Disk /dev/sda: 1953525168 sectors, 931.5 GiB
Logical sector size: 512 bytes
Disk identifier (GUID): A1834162-A630-4BDA-9BDE-FDCB06C17B47
Partition table holds up to 128 entries
First usable sector is 34, last usable sector is 1953525134
Partitions will be aligned on 2048-sector boundaries
Total free space is 1953525101 sectors (931.5 GiB)
Number Start (sector) End (sector) Size Code Name
gdisk -l /dev/sdb
GPT fdisk (gdisk) version 0.8.8
Partition table scan:
MBR: MBR only
BSD: not present
APM: not present
GPT: not present
***************************************************************
Found invalid GPT and valid MBR; converting MBR to GPT format
in memory.
***************************************************************
Disk /dev/sdb: 1953523055 sectors, 931.5 GiB
Logical sector size: 512 bytes
Disk identifier (GUID): B5413946-885C-4A94-8FE2-A0FDF4DF3D21
Partition table holds up to 128 entries
First usable sector is 34, last usable sector is 1953523021
Partitions will be aligned on 2048-sector boundaries
Total free space is 3372 sectors (1.6 MiB)
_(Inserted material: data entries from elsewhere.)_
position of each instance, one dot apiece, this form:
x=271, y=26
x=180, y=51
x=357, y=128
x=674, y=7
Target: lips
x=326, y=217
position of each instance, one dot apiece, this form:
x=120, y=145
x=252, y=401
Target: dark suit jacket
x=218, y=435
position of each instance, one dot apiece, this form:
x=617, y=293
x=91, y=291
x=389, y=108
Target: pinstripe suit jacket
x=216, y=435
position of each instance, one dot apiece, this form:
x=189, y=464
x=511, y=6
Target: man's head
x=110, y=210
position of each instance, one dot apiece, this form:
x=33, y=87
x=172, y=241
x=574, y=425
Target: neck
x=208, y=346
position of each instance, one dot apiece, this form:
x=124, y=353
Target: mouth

Number Start (sector) End (sector) Size Code Name
1 2048 4208639 2.0 GiB 8200 Linux swap
2 4208640 88100863 40.0 GiB 8300 Linux filesystem
3 88100864 1953521663 889.5 GiB 8300 Linux filesystem
Opensuse dvd update install works. The internet I use switched from DSL to cable. It’s offline. I’m going to try to reinstall opensuse from a blank drive. With only SATA 1(LINUX) on. Else, I could reinstall as SATA 1 and SATA 2. I’ll see if I get the internet working again.
I have the internet working again. So, what should I do?
Do an update install with SATA 2 only and/or SATA 1&2?
Doing both should give me a grub menu on either one? I can do an upgrade install on SATA 2 only (linux). How do get grub on a windows only drive? I’m looking over messages. I’m still not clear.